Propos d'Édouard François, Architecte.
Qu’est-ce que pour vous une ville intelligente ?
La ville intelligente est une ville partagée qui mutualise des espaces publics comme privés, afin d’offrir à l’usager une plus grande liberté : celle de pouvoir végétaliser, d’avoir des formes de propriété différentes, des possibilités de prêts entre les gens, la capacité d’habiter ensemble, de pratiquer le coworking, etc. Une sorte d’« ubérisation », mais humaine. La ville intelligente est également celle qui respecte la temporalité et les saisons. elle est synonyme d’une modernité qui revient aux essentiels. Pendant longtemps, la modernité a été bâtie sur un fantasme d’éternité, comme si nous allions vivre indéfiniment grâce à une technologie qui nous sauverait de tous les maux. Cette philosophie a conduit à la surconsommation, à une ode à l’objet qui libère. Aujourd’hui, la ville durable tend à revenir aux valeurs de contexte, d’humain, de saisonnalité. Des valeurs néanmoins incompatibles avec celles d’autrefois ; il faut donc apprendre à déposséder les choses, ce qui n’est pas sans difficulté. La ville intelligente recycle. Nous sommes encore loin d’optimiser le recyclage. Le problème vient du fait que la société porte un regard négatif sur les restes, perçus souvent comme inutiles. or, le recyclé, c’est la valorisation et la pérennisation des objets. Dans la nourriture, par exemple, cela prend la forme de ce que nous pouvons transformer en imaginant des recettes où les restes seraient utilisables les jours suivants. Une approche qui peut être reprise dans l’architecture comme dans le projet urbain en général.

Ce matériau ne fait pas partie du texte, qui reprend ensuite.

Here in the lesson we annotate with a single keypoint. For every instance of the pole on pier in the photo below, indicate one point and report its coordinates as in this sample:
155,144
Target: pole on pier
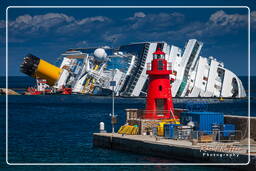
113,116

La ville intelligente est aussi celle qui respecte la vie. Nous avons besoin des écosystèmes. J’ai créé un jardin, à l’agence, dans lequel j’expérimente les plantes que j’utilise pour mes projets. Au départ, je savais que j’allais engendrer une perturbation écologique où des animaux viendraient (et notamment des parasites), et qu’il faudrait environ quatre à six mois pour qu’un équilibre se produise. Face aux parasites, presque systématiquement, les gens utilisent des produits chimiques afin de détruire les insectes, ce qui n’est pas du tout écologique. Il faut de la patience et attendre que les végétaux s’adaptent. C’est aussi cela le partage, avec ses avantages et ses inconvénients, où on réapprend à vivre dans un biotope dont nous faisons partie, qu’on le veuille ou non.
Comment cela prend-il forme dans vos projets ?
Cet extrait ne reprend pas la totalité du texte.